Le Premier ministre, Binali Yildirim, a quant à lui promis de débarrasser la Turquie de son mouvement, « de sorte qu’aucune organisation terroriste clandestine n’ait le courage de trahir de nouveau notre peuple béni » et d’adresser sous peu aux États-Unis les preuves de l’implication de Gülen dans la tentative de coup d’État.

Décisions « importantes » mercredi

« Nous avons plus de preuves qu’il n’en faut, plus que vous pouvez en demander concernant Gülen », a quant à lui assuré le ministre de la Justice Bekir Bozdak.

Binali Yildirim a indiqué que le gouvernement turc prendrait mercredi d’importances décisions visant à sortir le pays des « circonstances extraordinaires » dans lesquelles l’a plongé la tentative de putsch.

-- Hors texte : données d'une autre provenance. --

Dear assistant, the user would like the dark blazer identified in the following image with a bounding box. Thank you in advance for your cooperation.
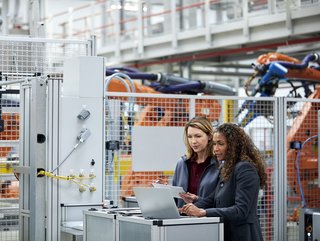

Recep Tayyip Erdogan avait déclaré un peu plus tôt que le Conseil national de sécurité et le gouvernement se réuniraient mercredi pour prendre des décisions à même d’engager la Turquie sur une nouvelle voie.

>>Lire : L’Europe craint une dérive autoritaire après le putsch manqué en Turquie

A en croire Binal Yildirim, la Turquie va respecter l’État de droit et ne se laissera pas emporter par l’esprit de vengeance lors du procès des putschistes. S’exprimant au côté du chef de file du principal parti de l’opposition laïque, le CHP, il a assuré que le pays devait empêcher que certains n’exploitent la situation actuelle.

De son côté, le parti de la droite nationaliste MHP a indiqué qu’il soutiendrait le gouvernement si celui-ci s’efforçait de rétablir la peine de mort, abolie en 2004.

En visite au Portugal mardi, le président français, François Hollande, a déclaré que la Turquie ne pouvait introduire la peine de mort dans son droit tout en espérant pouvoir rejoindre un jour l’Union européenne et il a appelé à juger les auteurs du coup d’État raté conformément au droit.